When the lockdown ended in September, the government began talking about reopening Bali’s international airport as early as Christmas. Meanwhile, hundreds of thousands of tourists from Europe, the Americas and Russia made their way to Bali through the backdoor by applying for social or business visas.

By December of 2020, Bali felt normal again as hundreds of thousands of wealthy Indonesian tourists who normally holiday overseas flew in. New Year’s Eve parties were banned but thousands found a loophole again by travelling to satellite islands like Gili Tarawan and Gili Air to dance away their cares of beach parties that continued well past dawn.

Domestic tourists helped make up for the loss of overseas arrivals

Domestic tourists helped make up for the loss of overseas arrivals

Credit: Getty

Two weeks into the new year, prior health warnings came true with a record 10,000 new cases daily reported across Indonesia, including 350 in Bali. The death count on the island hit 500 and kept on rising before flattening out at the end of the month. 

At around the same time Indonesia began its vaccine rollout with the aim of inoculating two-thirds of the adult population by the end of 2021 – an enormous undertaking for a developing country with such a large population spread across a vast archipelago. As of December 31, only 41% of the target population had been double vaccinated – well below the global average of 48%. Bali, with its relatively small population of 4.3 million people has fared better, with 70% now fully vaccinated. 

The government has provided free vaccines for tens of thousands of tourists and expats, but has become increasingly intolerant of those who break its Covid rules. Foreigners caught without masks have been fined up to $100, while a Russian model who thought it would be funny to paint a mask on her face, sneak past a security guard in a supermarket, film it and share the prank on social media, was deported. 

July marked the darkest hour of the pandemic for Indonesia as a second wave driven by the delta variant saw the number of confirmed daily cases hit 60,000. In Bali, daily cases hit a record 1,500 in mid-July and by the end of the month, the death toll reached 3,000. A second partial lockdown was introduced with restaurants, bars and gyms again ordered to shut their doors, while the backdoor visa loophole was also put on hold.
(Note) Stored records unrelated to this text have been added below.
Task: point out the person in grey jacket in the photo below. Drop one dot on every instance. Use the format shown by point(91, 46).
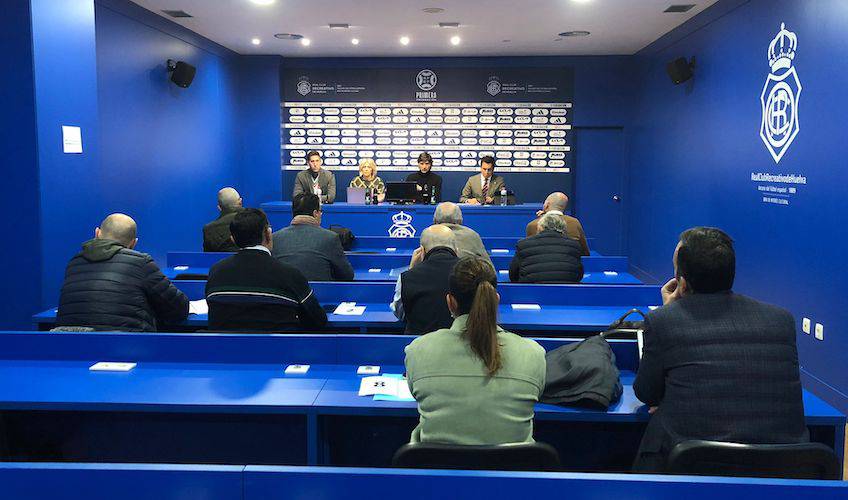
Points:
point(316, 180)
point(110, 286)
point(314, 251)
point(468, 242)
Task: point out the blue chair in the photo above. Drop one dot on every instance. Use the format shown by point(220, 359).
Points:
point(789, 461)
point(515, 457)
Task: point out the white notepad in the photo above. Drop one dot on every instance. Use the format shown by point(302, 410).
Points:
point(111, 366)
point(297, 369)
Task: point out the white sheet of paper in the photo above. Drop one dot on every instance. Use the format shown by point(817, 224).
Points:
point(111, 366)
point(349, 309)
point(526, 307)
point(293, 369)
point(71, 139)
point(198, 307)
point(378, 385)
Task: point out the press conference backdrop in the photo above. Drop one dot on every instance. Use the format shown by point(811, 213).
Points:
point(521, 116)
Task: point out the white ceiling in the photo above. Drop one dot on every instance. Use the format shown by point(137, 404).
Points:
point(530, 26)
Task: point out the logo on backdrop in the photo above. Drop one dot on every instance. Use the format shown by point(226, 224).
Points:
point(493, 88)
point(402, 226)
point(303, 86)
point(780, 95)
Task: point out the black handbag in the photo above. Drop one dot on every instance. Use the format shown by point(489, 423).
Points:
point(345, 236)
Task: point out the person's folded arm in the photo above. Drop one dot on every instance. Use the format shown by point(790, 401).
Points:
point(649, 385)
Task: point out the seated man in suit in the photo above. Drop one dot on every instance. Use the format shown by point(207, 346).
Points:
point(305, 245)
point(110, 286)
point(420, 291)
point(555, 203)
point(716, 365)
point(468, 242)
point(482, 188)
point(316, 180)
point(216, 234)
point(251, 291)
point(547, 257)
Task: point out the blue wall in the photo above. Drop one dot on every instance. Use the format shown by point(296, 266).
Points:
point(20, 224)
point(694, 147)
point(602, 96)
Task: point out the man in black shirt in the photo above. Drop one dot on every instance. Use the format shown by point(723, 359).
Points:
point(251, 291)
point(429, 184)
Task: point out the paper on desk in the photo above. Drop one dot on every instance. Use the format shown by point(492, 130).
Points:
point(349, 309)
point(111, 366)
point(198, 307)
point(526, 307)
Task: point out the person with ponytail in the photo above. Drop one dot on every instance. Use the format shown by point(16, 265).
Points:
point(474, 382)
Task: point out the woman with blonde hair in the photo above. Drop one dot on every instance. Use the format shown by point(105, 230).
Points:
point(475, 383)
point(367, 179)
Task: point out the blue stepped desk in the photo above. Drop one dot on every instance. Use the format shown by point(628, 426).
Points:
point(255, 482)
point(564, 309)
point(216, 398)
point(387, 220)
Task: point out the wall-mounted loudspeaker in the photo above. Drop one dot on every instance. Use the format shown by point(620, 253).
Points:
point(680, 70)
point(182, 73)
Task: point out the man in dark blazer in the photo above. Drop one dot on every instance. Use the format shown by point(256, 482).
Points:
point(216, 234)
point(250, 291)
point(316, 180)
point(314, 251)
point(716, 365)
point(482, 188)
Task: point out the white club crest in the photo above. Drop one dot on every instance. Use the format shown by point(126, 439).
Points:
point(780, 95)
point(426, 80)
point(402, 226)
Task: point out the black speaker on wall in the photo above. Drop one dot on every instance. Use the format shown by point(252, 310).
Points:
point(182, 73)
point(680, 70)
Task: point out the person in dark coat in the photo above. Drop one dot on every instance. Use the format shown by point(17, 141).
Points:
point(251, 291)
point(716, 365)
point(216, 234)
point(110, 286)
point(420, 291)
point(547, 257)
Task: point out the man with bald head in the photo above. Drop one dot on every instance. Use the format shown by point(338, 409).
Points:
point(110, 286)
point(555, 203)
point(216, 234)
point(420, 291)
point(468, 242)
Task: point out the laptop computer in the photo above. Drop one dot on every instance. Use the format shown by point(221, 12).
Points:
point(356, 196)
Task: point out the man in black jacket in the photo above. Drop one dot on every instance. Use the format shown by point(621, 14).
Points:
point(110, 286)
point(420, 291)
point(716, 365)
point(251, 291)
point(549, 256)
point(216, 234)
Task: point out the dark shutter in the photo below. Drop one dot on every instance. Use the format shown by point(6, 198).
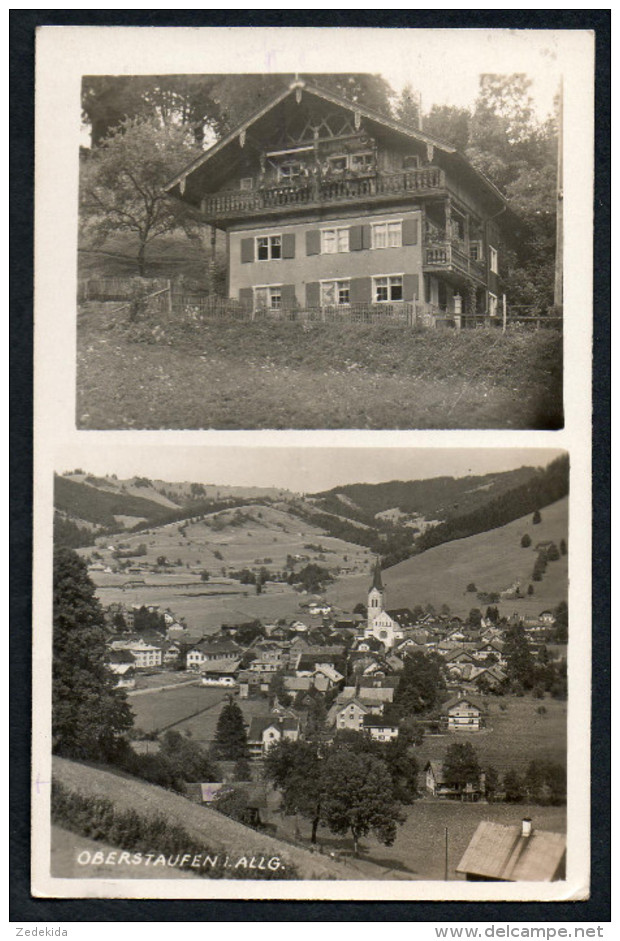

Beaches remained open, however, and so did a few bars. By September restrictions were rolled back as infection rates plummeted. Beach clubs that had been closed since the start of the pandemic reopened. Curiously, phones have to be left at the door at nightclubs and bars to avoid photos of crowds of mask-less revellers being posted on social media.

On October 14 Bali’s international airport was officially reopened and quarantine was reduced from seven to three days. But with no authorised quarantine hotels on the island, scheduled flights were cancelled or rerouted to Jakarta. Nevertheless, thousands more tourists turned up in Bali, and people here scoff at media reports claiming the island only received 45 international visitors in 2021. These were presumably the mega-rich who flew into Bali on private jets and were allowed to quarantine at private villas.

Surfers and spectators at Seminyak in September 2021

Surfers and spectators at Seminyak in September 2021

Credit: Getty

Just when it looked like the pandemic was in the rearview mirror, the omicron variant surfaced and Indonesia increased quarantine to 10 days – enough to discourage any potential tourist who can holiday in Phuket quarantine-free instead. Irrespectively, the void of foreigners has been filled again by domestic tourists who have returned to Bali in great numbers. The island is now busier than it has been since the start of the pandemic. It is believed that Indonesia will drop quarantine in the next few months and the hordes will return to Bali with a vengeance.

“The amount of tourists we have now is nothing compared to 2019 when 6 million came to our island,” says Ahmad Syahfitrah, director of operations at Potato Head Desa (Village), home to the world-famous Potato Head Beach Club. “But when international travel fully recovers in a few years, we’re pretty sure we’re going to see double that number. Everyone misses Bali.”